Tsonga's sting hurting opponents
Sunday, 20 January, 2008
By Andrew Wu
He may not yet float like a butterfly but French sensation Jo-Wilfried Tsonga's sting has already seen the demise of two top-10 players at this year's Australian Open.
Tsonga still has a long way to go to become tennis' version of the great Muhammad Ali, with whom the Frenchman bears an uncanny resemblance, but he is fast emerging as the fairytale story of this year's tournament.
Just as Marcos Baghdatis and Fernando Gonzalez, finalists in 2006 and 2007 respectively, won the hearts and minds of the Melbourne fans with their breathtaking play and exuberant personality, Tsonga is doing likewise in 2008.
And he was also appreciative of the support from the Melbourne crowd.
"I try to take some strength, because it's just unbelievable to be there. And a lot of people would like to be there. And me, I'm there," he said.
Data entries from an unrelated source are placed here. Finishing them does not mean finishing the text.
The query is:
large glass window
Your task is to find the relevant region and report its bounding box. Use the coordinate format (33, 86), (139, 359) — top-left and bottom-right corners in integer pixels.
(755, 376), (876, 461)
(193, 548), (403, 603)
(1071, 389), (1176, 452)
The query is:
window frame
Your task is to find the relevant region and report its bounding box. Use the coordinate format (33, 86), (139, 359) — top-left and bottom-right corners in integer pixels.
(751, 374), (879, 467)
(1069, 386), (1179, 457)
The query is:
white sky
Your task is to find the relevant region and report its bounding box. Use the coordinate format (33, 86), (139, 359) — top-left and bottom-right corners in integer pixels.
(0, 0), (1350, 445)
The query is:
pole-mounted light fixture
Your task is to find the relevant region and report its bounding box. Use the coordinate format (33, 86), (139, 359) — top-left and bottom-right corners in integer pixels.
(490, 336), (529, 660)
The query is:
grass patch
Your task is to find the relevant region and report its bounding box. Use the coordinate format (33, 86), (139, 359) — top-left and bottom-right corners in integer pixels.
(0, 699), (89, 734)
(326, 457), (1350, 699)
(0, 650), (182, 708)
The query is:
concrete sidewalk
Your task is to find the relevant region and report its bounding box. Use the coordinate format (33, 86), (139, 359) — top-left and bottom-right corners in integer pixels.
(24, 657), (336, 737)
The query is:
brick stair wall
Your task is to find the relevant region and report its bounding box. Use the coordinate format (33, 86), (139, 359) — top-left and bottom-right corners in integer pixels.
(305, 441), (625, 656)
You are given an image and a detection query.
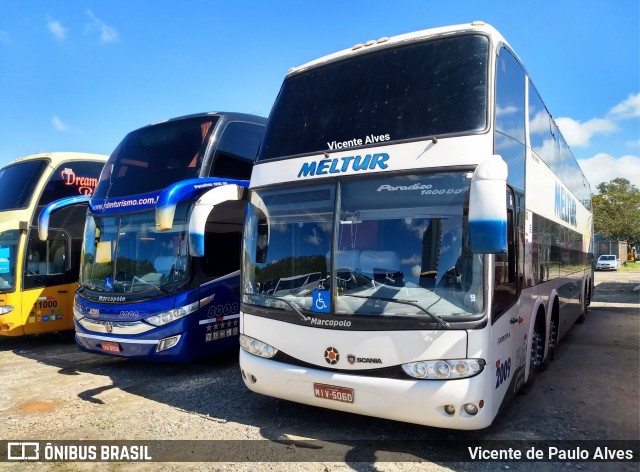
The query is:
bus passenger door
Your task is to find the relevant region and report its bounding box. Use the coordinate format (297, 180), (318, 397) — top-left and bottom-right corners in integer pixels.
(491, 188), (528, 403)
(21, 226), (76, 334)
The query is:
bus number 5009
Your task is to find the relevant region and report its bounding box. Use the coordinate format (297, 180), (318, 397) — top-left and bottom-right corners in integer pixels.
(496, 358), (511, 388)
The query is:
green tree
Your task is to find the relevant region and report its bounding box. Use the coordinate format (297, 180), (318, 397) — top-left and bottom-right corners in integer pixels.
(592, 177), (640, 247)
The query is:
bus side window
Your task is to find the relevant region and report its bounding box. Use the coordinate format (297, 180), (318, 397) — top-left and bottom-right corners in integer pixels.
(209, 121), (264, 180)
(491, 188), (518, 322)
(24, 226), (71, 289)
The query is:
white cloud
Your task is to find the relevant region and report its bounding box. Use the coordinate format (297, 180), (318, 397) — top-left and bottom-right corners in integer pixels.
(609, 93), (640, 119)
(47, 20), (68, 42)
(578, 153), (640, 192)
(556, 118), (617, 147)
(51, 115), (71, 133)
(87, 10), (118, 43)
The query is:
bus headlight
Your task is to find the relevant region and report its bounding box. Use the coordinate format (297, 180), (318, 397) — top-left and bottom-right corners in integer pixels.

"I can play with the public. I can make a lot of show. And that's just cool. I'm very happy to be on the court."
The 22-year-old, whose career has been plagued by shoulder and back injuries, advanced to his first grand slam quarter-final when he defeated world No.8 Richard Gasquet 6-2 6-7 (5-7) 7-6 (8-6) 6-3.
Not only does Tsonga possess a forehand to die for, he is refreshingly honest.
When asked at his post-match press conference what went through his mind after he lost the second set in a tie-breaker moments after failing to win it on his serve, Tsonga said in his broken English: "Oh shit, shit, what's wrong with me?"
"OK, stay on the court. OK, he played the second set like me, and maybe he's going to be tired, also. So we are equal and let's go for the third set."
It is that sort of fearless attitude which has helped Tsonga, who stole a set from eventual semi-finalist Andy Roddick in the first round of last year's tournament, slash his ranking from 345 at the end of 2005 to his current career-best of 38.
And it also helped him overcome the nerves which some developing players have when pitted against their country's No.1 ranked player.
"Was it more difficult? It's difficult to play a friend, and you have to separate everything," he explained.
"OK, we are friends but when we are on the court, it's different, and I need to do my best to beat him. And that's the difficulty."
Should Tsonga overcome Russian No.14 seed Mikhail Youzhny in the quarters then a potential date with world No.2 Rafael Nadal awaits him.
Beat him and the man who looks like Ali could be facing the Ali of tennis, Roger Federer.